People will say it’s sad that she leaves a lesser scar,
that fewer remember her, that she was loved deeply but not widely. But
it’s not sad, Van Houten. It’s triumphant. It’s heroic. Isn’t that the
real heroism? Like the doctors say: First, do no harm.
The real
heroes anyway aren’t the people doing things; the real heroes are the
people NOTICING things, paying attention. The guy who invented the
smallpox vaccine didn’t actually invented anything. He just noticed that
people with cowpox didn’t get smallpox.
After my PET scan lit up, I
snuck into the ICU and saw her while she was unconscious. I just walked
in behind a nurse with a badge and I got to sit next to her for like ten
minutes before I got caught. I really thought she was going to die,
too. It was brutal: the incessant mechanized haranguing of intensive
care. She had this dark cancer water dripping out of her chest. Eyes
closed. Intubated. But her hand was still her hand, still warm and the
nails painted this almost black dark blue and I just held her hand and
tried to imagine the world without us and for about one second I was a
good enough person to hope she died so she would never know that I was
going, too. But then I wanted more time so we could fall in love. I got
my wish, I suppose. I left my scar.
A nurse guy came in and told me I
had to leave, that visitors weren’t allowed, and I asked if she was
doing okay, and the guy said, “She’s still taking on water.” A desert
blessing, an ocean curse.
What else? She is so beautiful. You don’t
get tired of looking at her. You never worry if she is smarter than you:
You know she is. She is funny without ever being mean. I love her. I am
so lucky to love her, Van Houten. You don’t get to choose if you get
hurt in this world, old man, but you do have some say in who hurts you. I
like my choices. I hope she likes hers.”
-Augustus Waters-
“My name is Hazel. Augustus Waters was the great sat-crossed love of my
life. Ours was an epic love story, and I won't be able to get more than a
sentence into it without disappearing into a puddle of tears. Gus knew.
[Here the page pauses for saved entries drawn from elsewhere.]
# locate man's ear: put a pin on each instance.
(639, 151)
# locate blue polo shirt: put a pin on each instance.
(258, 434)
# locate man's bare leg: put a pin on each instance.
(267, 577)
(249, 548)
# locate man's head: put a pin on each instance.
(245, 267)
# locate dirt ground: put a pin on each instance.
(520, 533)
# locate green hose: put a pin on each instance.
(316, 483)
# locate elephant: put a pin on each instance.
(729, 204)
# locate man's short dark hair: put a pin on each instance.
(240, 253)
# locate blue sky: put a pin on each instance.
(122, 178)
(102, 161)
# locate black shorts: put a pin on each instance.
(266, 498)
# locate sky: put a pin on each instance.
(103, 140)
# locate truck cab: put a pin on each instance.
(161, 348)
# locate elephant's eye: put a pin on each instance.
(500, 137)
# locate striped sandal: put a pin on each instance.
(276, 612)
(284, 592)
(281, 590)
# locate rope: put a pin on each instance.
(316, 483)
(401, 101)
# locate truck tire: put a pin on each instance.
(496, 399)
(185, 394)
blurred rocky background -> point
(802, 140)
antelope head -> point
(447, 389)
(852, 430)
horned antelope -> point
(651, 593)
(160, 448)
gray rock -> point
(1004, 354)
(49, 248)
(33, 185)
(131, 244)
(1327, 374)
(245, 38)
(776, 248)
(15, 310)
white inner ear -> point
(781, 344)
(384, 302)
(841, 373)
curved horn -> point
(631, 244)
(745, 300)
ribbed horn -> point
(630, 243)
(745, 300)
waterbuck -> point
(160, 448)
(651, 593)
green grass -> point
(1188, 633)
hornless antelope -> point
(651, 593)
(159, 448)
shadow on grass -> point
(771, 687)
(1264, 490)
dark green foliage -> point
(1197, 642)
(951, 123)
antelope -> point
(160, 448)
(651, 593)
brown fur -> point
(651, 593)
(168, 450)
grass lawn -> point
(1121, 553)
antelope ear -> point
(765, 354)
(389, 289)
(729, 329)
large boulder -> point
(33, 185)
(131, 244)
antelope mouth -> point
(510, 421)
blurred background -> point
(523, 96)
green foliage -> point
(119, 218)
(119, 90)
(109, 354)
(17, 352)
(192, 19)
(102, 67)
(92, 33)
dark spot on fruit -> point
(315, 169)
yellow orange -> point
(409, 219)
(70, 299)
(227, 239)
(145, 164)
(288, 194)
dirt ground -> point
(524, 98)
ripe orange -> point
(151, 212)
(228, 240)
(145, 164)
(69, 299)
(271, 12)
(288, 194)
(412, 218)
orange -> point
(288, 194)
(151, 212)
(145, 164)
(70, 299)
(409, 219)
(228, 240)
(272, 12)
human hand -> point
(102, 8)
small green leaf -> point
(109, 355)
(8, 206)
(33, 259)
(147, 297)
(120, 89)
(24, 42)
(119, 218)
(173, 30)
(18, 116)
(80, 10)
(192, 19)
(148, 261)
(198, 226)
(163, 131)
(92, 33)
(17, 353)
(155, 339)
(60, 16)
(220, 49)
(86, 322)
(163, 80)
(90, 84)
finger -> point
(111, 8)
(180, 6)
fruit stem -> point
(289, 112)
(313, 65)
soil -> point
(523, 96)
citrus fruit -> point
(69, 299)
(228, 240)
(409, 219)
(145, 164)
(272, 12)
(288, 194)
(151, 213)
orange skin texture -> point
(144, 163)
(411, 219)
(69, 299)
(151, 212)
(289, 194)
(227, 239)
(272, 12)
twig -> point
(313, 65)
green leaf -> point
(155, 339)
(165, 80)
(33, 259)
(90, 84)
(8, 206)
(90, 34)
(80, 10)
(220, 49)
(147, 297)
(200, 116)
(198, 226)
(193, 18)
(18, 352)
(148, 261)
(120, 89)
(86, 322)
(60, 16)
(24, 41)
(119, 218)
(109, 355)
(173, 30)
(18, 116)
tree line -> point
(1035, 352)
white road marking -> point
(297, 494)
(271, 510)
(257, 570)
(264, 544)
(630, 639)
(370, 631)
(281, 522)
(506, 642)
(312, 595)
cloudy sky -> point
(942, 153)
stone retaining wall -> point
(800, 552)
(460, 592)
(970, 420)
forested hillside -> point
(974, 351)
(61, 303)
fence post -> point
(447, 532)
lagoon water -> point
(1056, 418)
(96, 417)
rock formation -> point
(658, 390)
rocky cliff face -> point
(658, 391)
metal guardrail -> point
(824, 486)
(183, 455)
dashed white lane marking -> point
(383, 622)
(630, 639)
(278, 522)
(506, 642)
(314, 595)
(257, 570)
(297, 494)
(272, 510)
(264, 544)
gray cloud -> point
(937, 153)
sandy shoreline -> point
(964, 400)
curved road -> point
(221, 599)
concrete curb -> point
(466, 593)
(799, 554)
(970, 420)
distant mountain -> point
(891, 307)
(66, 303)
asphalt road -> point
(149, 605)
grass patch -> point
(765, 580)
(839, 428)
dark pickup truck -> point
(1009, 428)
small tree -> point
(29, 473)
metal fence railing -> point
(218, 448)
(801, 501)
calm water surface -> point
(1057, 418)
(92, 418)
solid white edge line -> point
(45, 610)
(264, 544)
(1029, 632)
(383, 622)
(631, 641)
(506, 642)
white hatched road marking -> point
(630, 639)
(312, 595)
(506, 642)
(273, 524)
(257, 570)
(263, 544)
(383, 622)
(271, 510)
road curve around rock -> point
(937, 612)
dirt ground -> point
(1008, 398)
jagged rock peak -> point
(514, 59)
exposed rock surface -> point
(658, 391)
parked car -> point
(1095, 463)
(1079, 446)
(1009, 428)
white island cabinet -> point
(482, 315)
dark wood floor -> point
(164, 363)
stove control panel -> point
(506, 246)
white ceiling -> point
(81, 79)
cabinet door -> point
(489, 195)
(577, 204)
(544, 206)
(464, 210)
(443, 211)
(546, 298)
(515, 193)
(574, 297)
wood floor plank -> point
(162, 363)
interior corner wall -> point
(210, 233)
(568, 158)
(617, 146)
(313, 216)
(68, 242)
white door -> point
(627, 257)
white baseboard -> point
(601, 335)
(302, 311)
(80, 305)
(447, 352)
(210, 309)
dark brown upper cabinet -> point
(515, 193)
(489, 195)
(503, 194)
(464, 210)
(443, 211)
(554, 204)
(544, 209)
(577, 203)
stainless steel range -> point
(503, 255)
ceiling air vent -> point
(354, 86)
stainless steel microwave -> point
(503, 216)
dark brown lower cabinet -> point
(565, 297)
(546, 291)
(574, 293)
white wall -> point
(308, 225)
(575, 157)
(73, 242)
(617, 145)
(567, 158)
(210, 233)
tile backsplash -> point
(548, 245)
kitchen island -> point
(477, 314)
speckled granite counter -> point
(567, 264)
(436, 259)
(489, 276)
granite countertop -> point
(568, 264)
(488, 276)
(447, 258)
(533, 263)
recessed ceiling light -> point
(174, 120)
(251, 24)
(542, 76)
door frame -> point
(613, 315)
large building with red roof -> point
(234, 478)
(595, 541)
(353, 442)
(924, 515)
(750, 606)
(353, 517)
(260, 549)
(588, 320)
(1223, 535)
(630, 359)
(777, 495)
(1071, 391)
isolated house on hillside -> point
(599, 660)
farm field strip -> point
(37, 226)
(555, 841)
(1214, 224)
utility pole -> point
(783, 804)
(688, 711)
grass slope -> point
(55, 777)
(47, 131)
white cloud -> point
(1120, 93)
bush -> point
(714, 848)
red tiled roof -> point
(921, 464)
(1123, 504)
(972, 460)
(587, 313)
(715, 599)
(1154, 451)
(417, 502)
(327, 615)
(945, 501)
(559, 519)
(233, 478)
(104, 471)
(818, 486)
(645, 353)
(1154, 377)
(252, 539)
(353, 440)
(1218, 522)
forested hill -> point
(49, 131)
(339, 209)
Gus knows. I will not tell you our love story, because-like all real
love stories-it will die with us, as it should. I'd hoped that he'd be
eulogizing me, because there's no one I'd rather have..." I started
crying. "Okay, how not to cry. How am I-okay. Okay."
I took a few
deep breaths and went back to the page. "
I can't talk about our love
story, so I will talk about math. I am not a mathematician, but I know
this: There are infinite numbers between 0 and 1. There's .1 and .12 and
.112 and infinite collection of others. Of course, there is a Bigger
infinite set of numbers between 0 and 2, or between 0 and a million.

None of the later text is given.